Klaus Schulten.
From simplicity to complexity and back: Function, architecture and
mechanism of light harvesting systems in photosynthetic bacteria.
In H. Frauenfelder, J. Deisenhofer, and P. G. Wolynes, editors,
Simplicity and Complexity in Proteins and Nucleic Acids, pp. 227-253,
Berlin, 1999. Dahlem University Press.
(pdf available from author upon request).
SCHU99
Photosynthetic organisms fuel their metabolism with light energy and have developed for this purpose an efficient apparatus for harvesting sunlight, key features of which had been conceptually established long ago. Recently, the atomic structure of a main protein constituent of the apparatus, as it evolved in purple bacteria, has been solved through a combination of modeling, x-ray crystallography and electron microscopy. This permitted the modeling of the entire light harvesting system, a complex nanometric aggregate of transmembrane proteins. We discuss in this chapter how a still ongoing analysis wrestled from an atomic level structure an explanation of the light harvesting function based on quantum physics.
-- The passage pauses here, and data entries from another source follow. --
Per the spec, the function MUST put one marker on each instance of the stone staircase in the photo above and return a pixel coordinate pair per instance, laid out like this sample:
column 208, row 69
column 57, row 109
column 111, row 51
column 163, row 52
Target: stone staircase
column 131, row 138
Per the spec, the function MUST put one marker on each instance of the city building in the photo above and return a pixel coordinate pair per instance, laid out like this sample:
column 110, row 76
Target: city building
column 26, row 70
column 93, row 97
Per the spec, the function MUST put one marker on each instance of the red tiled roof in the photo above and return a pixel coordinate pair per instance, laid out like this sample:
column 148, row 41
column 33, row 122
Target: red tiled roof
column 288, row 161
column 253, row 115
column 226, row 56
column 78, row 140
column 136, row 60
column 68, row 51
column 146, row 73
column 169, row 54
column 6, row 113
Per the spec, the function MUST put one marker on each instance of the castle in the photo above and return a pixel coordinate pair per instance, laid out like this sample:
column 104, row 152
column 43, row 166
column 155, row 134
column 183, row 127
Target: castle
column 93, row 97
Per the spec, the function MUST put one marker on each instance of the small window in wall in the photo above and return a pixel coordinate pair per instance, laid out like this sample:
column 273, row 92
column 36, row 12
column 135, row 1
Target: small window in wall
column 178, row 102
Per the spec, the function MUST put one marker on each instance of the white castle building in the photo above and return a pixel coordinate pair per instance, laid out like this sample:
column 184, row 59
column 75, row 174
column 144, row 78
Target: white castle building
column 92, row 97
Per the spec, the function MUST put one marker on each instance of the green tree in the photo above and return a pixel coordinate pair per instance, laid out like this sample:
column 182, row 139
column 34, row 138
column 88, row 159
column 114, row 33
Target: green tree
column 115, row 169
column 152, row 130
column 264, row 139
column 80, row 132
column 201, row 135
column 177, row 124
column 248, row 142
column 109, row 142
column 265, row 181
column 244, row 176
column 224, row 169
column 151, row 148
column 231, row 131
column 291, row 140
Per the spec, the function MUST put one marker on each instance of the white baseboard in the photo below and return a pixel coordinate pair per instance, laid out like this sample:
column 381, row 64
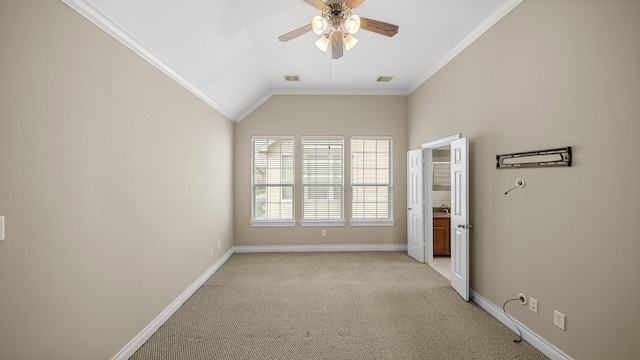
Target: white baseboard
column 529, row 336
column 143, row 336
column 319, row 248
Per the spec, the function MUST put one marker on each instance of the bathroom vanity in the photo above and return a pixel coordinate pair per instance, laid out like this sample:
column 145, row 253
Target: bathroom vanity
column 441, row 237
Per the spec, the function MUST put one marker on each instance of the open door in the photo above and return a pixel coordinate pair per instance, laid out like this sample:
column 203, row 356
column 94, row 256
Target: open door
column 415, row 209
column 460, row 217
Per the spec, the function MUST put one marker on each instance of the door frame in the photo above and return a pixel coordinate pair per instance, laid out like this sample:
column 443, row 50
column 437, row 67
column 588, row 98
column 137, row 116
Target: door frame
column 427, row 156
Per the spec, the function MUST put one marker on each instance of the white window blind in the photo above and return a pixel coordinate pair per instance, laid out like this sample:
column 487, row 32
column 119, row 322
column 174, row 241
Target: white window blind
column 272, row 179
column 322, row 179
column 371, row 179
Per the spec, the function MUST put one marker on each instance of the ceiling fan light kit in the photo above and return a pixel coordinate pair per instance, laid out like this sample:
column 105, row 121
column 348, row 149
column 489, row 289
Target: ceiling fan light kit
column 336, row 25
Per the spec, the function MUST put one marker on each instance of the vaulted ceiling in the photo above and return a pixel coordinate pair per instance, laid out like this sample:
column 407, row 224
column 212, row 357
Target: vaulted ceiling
column 227, row 51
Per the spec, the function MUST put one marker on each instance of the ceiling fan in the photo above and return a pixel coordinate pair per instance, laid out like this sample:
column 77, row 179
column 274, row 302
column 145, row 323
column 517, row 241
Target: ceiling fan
column 336, row 24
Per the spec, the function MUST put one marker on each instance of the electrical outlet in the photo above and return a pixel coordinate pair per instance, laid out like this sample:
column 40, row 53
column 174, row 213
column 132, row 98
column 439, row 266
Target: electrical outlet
column 522, row 298
column 558, row 319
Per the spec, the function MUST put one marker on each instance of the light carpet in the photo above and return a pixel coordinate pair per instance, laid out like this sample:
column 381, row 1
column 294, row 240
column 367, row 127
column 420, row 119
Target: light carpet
column 350, row 305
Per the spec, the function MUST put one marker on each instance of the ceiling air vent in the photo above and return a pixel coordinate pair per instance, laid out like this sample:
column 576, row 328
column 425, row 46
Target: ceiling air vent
column 292, row 78
column 384, row 78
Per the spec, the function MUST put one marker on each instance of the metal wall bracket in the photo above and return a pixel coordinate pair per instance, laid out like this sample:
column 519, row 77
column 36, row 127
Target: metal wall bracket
column 541, row 158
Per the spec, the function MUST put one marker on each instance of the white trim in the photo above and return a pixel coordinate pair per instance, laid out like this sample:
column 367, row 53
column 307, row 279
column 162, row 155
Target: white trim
column 529, row 336
column 84, row 8
column 145, row 334
column 498, row 14
column 440, row 142
column 371, row 222
column 319, row 248
column 321, row 223
column 256, row 223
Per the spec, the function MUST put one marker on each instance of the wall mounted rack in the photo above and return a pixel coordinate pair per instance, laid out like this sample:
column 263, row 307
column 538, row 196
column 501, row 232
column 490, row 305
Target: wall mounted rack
column 540, row 158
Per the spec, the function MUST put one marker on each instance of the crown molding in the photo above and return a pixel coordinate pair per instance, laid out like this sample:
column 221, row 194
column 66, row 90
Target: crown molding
column 501, row 12
column 84, row 8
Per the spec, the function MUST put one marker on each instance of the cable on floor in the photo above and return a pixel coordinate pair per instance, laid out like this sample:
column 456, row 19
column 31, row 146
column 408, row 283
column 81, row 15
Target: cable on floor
column 514, row 323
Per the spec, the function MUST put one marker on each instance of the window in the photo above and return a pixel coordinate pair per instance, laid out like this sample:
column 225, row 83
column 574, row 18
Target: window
column 322, row 181
column 272, row 181
column 371, row 181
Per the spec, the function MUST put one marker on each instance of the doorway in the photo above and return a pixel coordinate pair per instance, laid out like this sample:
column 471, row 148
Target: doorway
column 425, row 210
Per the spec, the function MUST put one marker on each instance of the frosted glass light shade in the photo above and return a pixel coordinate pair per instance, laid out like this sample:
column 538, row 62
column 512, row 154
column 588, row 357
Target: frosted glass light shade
column 350, row 42
column 319, row 24
column 323, row 43
column 352, row 24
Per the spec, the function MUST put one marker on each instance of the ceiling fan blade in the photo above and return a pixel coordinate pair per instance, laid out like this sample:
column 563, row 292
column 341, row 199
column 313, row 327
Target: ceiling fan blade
column 337, row 44
column 295, row 33
column 379, row 27
column 352, row 4
column 318, row 4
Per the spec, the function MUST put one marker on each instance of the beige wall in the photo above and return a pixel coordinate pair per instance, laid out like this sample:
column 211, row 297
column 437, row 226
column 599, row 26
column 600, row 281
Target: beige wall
column 552, row 74
column 321, row 115
column 114, row 181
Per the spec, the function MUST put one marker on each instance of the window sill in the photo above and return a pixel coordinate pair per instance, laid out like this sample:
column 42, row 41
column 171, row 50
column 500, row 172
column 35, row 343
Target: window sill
column 322, row 223
column 385, row 222
column 257, row 223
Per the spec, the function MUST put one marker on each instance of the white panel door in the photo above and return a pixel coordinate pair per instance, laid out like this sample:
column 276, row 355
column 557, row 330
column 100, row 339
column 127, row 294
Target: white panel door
column 415, row 209
column 460, row 217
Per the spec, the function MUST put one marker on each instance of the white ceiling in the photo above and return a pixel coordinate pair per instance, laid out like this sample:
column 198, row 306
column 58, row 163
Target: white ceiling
column 227, row 51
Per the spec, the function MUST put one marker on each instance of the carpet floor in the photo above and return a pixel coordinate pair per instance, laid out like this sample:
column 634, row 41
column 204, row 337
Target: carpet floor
column 350, row 305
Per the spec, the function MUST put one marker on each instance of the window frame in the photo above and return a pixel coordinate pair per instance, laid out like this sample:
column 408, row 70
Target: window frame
column 389, row 221
column 303, row 156
column 282, row 185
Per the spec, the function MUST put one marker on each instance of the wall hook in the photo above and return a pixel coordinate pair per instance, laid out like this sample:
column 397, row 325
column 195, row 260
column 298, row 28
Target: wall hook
column 520, row 183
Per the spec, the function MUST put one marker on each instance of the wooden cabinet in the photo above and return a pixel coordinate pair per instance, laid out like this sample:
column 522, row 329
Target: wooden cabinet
column 441, row 238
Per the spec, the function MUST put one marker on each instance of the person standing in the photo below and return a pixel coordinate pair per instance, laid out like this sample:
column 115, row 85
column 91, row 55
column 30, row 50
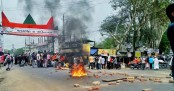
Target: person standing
column 8, row 61
column 156, row 63
column 91, row 62
column 103, row 63
column 100, row 62
column 143, row 62
column 45, row 61
column 38, row 60
column 170, row 31
column 108, row 62
column 151, row 61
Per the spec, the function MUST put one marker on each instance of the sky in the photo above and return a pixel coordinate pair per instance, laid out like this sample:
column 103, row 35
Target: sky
column 14, row 11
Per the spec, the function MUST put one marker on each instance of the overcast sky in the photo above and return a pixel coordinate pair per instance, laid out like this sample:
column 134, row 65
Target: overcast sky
column 15, row 13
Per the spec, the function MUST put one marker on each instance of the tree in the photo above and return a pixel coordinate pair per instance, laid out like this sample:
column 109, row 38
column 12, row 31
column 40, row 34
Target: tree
column 164, row 44
column 19, row 51
column 145, row 19
column 106, row 44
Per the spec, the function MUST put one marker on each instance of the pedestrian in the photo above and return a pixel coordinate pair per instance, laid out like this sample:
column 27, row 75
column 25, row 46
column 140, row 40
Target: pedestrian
column 33, row 59
column 143, row 62
column 8, row 61
column 151, row 60
column 156, row 63
column 45, row 61
column 170, row 64
column 91, row 62
column 38, row 60
column 108, row 62
column 170, row 31
column 100, row 62
column 103, row 63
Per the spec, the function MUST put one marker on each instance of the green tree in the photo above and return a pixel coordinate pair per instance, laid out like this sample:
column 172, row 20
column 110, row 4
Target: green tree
column 145, row 19
column 19, row 51
column 164, row 44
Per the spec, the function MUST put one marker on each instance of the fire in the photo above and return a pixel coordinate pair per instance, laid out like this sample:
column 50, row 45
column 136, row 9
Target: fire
column 78, row 70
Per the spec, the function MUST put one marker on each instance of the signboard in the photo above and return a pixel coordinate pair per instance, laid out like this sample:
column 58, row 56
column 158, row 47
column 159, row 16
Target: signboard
column 28, row 32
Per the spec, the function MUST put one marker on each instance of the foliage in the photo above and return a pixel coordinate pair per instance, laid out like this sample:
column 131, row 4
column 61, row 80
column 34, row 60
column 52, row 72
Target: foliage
column 19, row 51
column 106, row 44
column 145, row 19
column 164, row 45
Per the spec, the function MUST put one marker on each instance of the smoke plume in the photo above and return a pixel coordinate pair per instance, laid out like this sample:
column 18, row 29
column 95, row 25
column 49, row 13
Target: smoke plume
column 77, row 15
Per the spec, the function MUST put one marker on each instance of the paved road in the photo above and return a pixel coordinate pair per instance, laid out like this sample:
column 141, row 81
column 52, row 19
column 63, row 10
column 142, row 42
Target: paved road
column 61, row 79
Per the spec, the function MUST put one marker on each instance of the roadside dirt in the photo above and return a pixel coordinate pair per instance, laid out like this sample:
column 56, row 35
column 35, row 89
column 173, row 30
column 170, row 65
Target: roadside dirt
column 17, row 80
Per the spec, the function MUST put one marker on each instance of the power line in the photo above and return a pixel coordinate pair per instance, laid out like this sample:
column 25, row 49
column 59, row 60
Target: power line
column 45, row 8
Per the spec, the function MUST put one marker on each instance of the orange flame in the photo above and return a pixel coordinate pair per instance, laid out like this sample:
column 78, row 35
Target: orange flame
column 78, row 70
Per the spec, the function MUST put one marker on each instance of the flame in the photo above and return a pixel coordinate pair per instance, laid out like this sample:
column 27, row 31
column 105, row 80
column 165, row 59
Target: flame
column 78, row 70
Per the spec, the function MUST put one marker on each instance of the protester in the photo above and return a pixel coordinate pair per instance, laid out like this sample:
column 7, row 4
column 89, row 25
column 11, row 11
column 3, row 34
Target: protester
column 151, row 60
column 91, row 62
column 170, row 32
column 143, row 62
column 103, row 63
column 156, row 63
column 8, row 62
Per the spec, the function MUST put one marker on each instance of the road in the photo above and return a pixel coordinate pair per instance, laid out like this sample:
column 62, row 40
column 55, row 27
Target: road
column 48, row 79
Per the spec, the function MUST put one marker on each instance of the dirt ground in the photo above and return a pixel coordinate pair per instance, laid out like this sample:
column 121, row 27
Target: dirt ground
column 17, row 80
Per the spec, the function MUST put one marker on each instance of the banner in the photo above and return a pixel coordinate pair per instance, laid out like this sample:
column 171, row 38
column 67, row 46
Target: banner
column 137, row 54
column 28, row 32
column 105, row 52
column 86, row 49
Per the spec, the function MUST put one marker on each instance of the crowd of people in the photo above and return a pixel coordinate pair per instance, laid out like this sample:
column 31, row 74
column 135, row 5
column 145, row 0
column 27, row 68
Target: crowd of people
column 39, row 60
column 46, row 59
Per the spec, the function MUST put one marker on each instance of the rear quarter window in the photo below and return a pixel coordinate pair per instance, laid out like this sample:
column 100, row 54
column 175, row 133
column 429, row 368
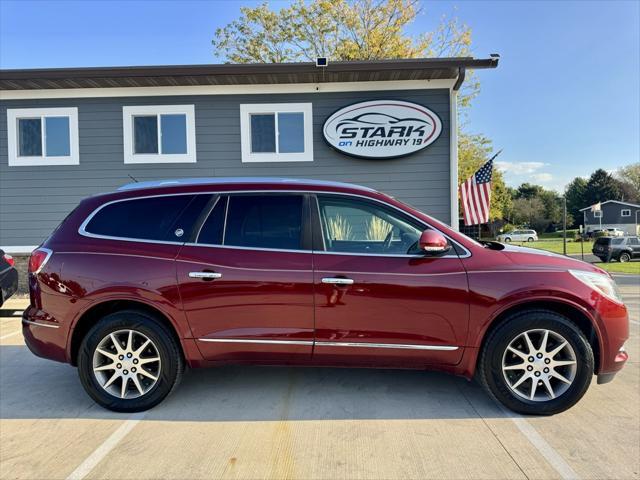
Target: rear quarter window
column 142, row 218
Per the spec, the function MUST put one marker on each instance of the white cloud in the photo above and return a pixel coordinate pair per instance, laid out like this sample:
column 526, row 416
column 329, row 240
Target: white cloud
column 520, row 168
column 542, row 177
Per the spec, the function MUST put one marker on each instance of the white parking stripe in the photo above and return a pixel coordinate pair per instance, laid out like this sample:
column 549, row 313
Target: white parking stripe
column 550, row 455
column 103, row 450
column 10, row 335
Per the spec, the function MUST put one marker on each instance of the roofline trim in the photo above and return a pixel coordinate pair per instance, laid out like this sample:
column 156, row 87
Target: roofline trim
column 285, row 88
column 248, row 68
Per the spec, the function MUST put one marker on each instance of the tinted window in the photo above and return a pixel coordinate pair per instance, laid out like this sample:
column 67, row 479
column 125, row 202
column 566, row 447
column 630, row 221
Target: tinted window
column 358, row 226
column 264, row 221
column 211, row 231
column 145, row 218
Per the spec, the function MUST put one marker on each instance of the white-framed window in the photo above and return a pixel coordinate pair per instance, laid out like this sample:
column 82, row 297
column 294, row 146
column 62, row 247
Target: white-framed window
column 42, row 136
column 276, row 132
column 159, row 134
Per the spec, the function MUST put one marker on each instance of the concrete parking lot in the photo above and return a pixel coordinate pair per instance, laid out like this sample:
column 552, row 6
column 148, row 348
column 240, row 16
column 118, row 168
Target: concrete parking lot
column 304, row 423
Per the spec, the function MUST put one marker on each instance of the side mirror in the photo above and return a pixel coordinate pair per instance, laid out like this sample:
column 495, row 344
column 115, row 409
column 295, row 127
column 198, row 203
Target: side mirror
column 433, row 243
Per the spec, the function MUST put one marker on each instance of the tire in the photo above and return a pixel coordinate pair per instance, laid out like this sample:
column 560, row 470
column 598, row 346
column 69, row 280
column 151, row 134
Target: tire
column 167, row 371
column 495, row 354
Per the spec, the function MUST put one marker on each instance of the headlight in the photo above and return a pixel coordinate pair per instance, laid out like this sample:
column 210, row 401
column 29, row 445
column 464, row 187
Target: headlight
column 602, row 283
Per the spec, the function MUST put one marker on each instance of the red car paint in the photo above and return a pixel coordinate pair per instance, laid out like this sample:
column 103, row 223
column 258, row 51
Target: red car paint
column 280, row 296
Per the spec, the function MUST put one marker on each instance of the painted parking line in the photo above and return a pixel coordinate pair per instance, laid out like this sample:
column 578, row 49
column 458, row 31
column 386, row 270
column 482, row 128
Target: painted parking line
column 8, row 335
column 105, row 448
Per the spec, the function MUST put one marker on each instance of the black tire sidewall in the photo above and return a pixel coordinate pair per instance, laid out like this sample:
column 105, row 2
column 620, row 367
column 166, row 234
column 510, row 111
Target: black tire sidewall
column 491, row 362
column 168, row 350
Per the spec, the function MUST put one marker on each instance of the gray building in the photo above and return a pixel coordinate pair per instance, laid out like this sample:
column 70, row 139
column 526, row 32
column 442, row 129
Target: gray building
column 69, row 133
column 613, row 214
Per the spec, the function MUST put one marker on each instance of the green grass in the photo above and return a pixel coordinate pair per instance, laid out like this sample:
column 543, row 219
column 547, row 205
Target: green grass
column 617, row 267
column 556, row 246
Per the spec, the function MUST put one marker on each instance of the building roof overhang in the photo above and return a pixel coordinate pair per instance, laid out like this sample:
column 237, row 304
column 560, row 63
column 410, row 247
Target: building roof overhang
column 244, row 74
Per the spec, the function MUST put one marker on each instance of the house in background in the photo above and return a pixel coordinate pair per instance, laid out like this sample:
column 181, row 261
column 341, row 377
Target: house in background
column 613, row 214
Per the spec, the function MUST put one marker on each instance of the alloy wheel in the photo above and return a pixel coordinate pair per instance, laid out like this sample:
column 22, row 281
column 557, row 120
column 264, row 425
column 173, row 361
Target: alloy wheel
column 126, row 364
column 539, row 365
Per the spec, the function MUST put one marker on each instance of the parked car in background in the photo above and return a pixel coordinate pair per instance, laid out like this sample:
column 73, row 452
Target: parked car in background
column 8, row 276
column 138, row 283
column 518, row 236
column 622, row 249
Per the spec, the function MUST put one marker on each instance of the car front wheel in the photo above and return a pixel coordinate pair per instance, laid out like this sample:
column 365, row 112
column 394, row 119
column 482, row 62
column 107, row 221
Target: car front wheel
column 537, row 362
column 129, row 362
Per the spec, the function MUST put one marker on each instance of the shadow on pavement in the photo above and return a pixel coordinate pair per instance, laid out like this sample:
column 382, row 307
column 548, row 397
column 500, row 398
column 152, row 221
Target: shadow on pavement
column 35, row 388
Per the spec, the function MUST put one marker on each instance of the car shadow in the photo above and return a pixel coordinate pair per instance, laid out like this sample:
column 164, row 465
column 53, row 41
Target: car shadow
column 32, row 388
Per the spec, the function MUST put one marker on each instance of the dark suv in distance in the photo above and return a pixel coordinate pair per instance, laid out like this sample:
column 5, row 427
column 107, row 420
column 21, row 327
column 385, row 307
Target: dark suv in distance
column 622, row 249
column 136, row 284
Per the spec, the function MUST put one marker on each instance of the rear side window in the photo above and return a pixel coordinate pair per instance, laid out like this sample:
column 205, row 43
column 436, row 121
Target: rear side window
column 143, row 218
column 265, row 221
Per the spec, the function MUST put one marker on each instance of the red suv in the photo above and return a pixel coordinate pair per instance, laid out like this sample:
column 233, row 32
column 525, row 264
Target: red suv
column 136, row 284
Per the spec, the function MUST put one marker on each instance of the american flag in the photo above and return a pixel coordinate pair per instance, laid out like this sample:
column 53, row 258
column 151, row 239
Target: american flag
column 476, row 195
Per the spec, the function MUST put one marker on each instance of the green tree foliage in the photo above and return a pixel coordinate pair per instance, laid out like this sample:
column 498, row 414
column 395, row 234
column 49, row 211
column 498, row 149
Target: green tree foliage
column 601, row 187
column 576, row 193
column 629, row 178
column 341, row 30
column 473, row 151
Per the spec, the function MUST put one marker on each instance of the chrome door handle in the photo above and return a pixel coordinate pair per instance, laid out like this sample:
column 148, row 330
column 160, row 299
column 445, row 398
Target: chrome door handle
column 205, row 275
column 337, row 281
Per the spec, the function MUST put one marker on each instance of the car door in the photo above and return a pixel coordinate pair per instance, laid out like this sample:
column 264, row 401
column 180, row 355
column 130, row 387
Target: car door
column 246, row 279
column 378, row 300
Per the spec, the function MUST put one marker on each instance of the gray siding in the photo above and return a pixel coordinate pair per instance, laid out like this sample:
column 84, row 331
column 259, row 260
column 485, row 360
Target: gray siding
column 33, row 200
column 612, row 214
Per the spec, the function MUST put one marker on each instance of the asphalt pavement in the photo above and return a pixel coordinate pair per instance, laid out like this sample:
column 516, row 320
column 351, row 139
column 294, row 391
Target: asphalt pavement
column 315, row 423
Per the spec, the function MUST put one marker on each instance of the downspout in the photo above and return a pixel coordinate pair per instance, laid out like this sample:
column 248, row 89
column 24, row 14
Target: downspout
column 453, row 148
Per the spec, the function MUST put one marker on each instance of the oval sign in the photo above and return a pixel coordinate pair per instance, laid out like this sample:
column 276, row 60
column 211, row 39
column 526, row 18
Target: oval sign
column 382, row 129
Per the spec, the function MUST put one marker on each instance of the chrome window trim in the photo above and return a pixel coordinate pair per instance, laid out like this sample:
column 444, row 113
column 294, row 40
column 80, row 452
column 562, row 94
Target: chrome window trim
column 398, row 346
column 82, row 229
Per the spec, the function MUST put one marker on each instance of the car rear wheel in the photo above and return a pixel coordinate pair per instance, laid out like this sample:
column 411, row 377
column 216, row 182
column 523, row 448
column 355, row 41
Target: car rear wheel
column 129, row 362
column 537, row 362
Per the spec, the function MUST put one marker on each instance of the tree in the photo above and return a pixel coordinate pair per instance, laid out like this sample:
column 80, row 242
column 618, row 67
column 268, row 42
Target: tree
column 629, row 178
column 473, row 151
column 341, row 30
column 576, row 193
column 601, row 187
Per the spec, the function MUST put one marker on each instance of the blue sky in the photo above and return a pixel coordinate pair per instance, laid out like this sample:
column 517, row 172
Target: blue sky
column 564, row 101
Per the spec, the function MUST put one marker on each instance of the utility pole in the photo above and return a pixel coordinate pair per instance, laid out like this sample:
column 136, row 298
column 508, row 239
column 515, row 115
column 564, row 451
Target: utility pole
column 564, row 224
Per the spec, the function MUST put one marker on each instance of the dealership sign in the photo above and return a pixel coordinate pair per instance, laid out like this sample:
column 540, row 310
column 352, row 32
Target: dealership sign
column 382, row 129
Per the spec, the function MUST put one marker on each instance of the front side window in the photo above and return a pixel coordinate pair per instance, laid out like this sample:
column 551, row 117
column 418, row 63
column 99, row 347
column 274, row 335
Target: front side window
column 43, row 136
column 276, row 132
column 264, row 221
column 150, row 218
column 159, row 134
column 360, row 226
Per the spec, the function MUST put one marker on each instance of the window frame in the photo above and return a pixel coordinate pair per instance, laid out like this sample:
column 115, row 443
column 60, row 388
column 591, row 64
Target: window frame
column 248, row 109
column 128, row 114
column 15, row 114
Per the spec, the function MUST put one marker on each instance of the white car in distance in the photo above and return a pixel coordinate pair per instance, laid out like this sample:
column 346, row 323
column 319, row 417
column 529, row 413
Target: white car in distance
column 518, row 236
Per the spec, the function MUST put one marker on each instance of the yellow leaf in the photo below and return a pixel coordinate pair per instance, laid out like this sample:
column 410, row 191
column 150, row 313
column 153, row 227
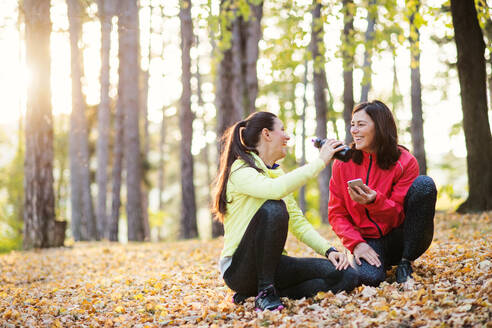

The investigations of the light harvesting system of purple bacteria demonstrate particularly clearly the voyage typical for research in biological physics that starts from a simply stated, known function and proceeds through experimental and theoretical investigations carried out at more and more refined levels of molecular reality: first the macromolecular components of the underlying system are identified and their role characterized, e.g., through spectroscopy; then the complex structures of these components are established at atomic resolution and functionally relevant architectural elements are recognized; finally, through refined observation and theoretical analyses of these elements the physical mechanisms exploited by the organism to achieve the cellular function are determined.